Treat implies patient management as if disease is present and may imply initiating medical therapy, performing a therapeutic procedure, advising a lifestyle or other adjuvant intervention, or a combination of these. Do not treat implies patient management as if disease is absent and usually means risk factor management, lifestyle advice, self-care and/or watchful waiting.
In previous chapters we have seen several applications of decision trees to solve clinical problems under conditions of uncertainty. Decision trees work well in analyzing chance events with limited recursion and a limited time horizon. The limited number of sequential decisions or chance nodes allows one to capture all the necessary information to maximize expected utility. However, when events can occur repeatedly over an extended time period, the decision-tree framework can become unmanageable. Many decision situations involve events occurring over the lifetime of the patient, thus extending far into the future. Life spans vary, but conventional trees require us to specify a fixed time horizon. The probabilities and utilities of these events may change over time and must be accounted for. This is the case for most chronic conditions. Examples include heart disease, Alzheimer’s disease, various cancers, diabetes, asthma, osteoporosis, human immunodeficiency virus (HIV), inflammatory bowel disease, multiple sclerosis and more. This chapter offers a methodology for dealing with recurring events and extended (variable) time horizons.

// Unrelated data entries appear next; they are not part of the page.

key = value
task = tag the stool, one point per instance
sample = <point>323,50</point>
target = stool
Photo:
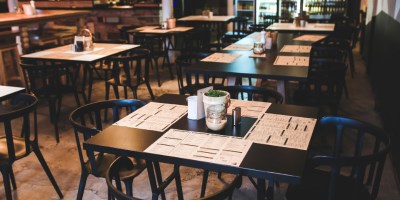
<point>10,71</point>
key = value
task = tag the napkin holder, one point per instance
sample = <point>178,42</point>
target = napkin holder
<point>171,23</point>
<point>196,108</point>
<point>88,39</point>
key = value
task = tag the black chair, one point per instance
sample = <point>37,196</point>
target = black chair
<point>324,85</point>
<point>157,44</point>
<point>193,82</point>
<point>113,180</point>
<point>128,76</point>
<point>353,167</point>
<point>98,164</point>
<point>269,19</point>
<point>346,33</point>
<point>101,68</point>
<point>239,30</point>
<point>253,93</point>
<point>51,81</point>
<point>15,148</point>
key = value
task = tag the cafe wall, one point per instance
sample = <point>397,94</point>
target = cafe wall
<point>382,52</point>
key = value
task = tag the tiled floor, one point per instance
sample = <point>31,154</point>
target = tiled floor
<point>64,163</point>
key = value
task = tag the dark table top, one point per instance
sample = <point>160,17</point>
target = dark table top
<point>7,92</point>
<point>246,66</point>
<point>262,161</point>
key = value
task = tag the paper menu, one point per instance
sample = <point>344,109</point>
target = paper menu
<point>251,109</point>
<point>296,49</point>
<point>292,61</point>
<point>221,57</point>
<point>207,147</point>
<point>154,31</point>
<point>311,38</point>
<point>282,130</point>
<point>154,116</point>
<point>239,47</point>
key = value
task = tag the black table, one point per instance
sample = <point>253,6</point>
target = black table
<point>7,92</point>
<point>89,59</point>
<point>261,161</point>
<point>246,66</point>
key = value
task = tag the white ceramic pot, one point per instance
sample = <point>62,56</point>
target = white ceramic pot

Consider a patient with peripheral arterial disease (PAD: obstruction of the arteries to the legs) for whom a decision has to be made for either bypass surgery or percutaneous intervention (PI). We assume that conservative treatment through an exercise regimen has not provided sufficient relief. A very simplified decision tree is presented in Figure 10.1. Following the choice of treatment, the patient may die as a result of the procedure (captured in the ‘mortality’ branches) or survive the procedure. If the patient survives, treatment may fail and the patient returns to the pre-procedure prognosis, or treatment may be successful and the patient is relieved of symptoms. If we consider some fixed time horizon like a year or five years, we can assign utilities to the three possible outcomes (success, failure, death) and calculate expected utilities to choose a preferred treatment. In the current structure, there is no explicit allowance for the time horizon we are considering, nor for the timing of the various events. Even if we consider a fixed time horizon of, say, five years, there surely is a different implication for prognosis if failure occurs in the first year versus the fifth year.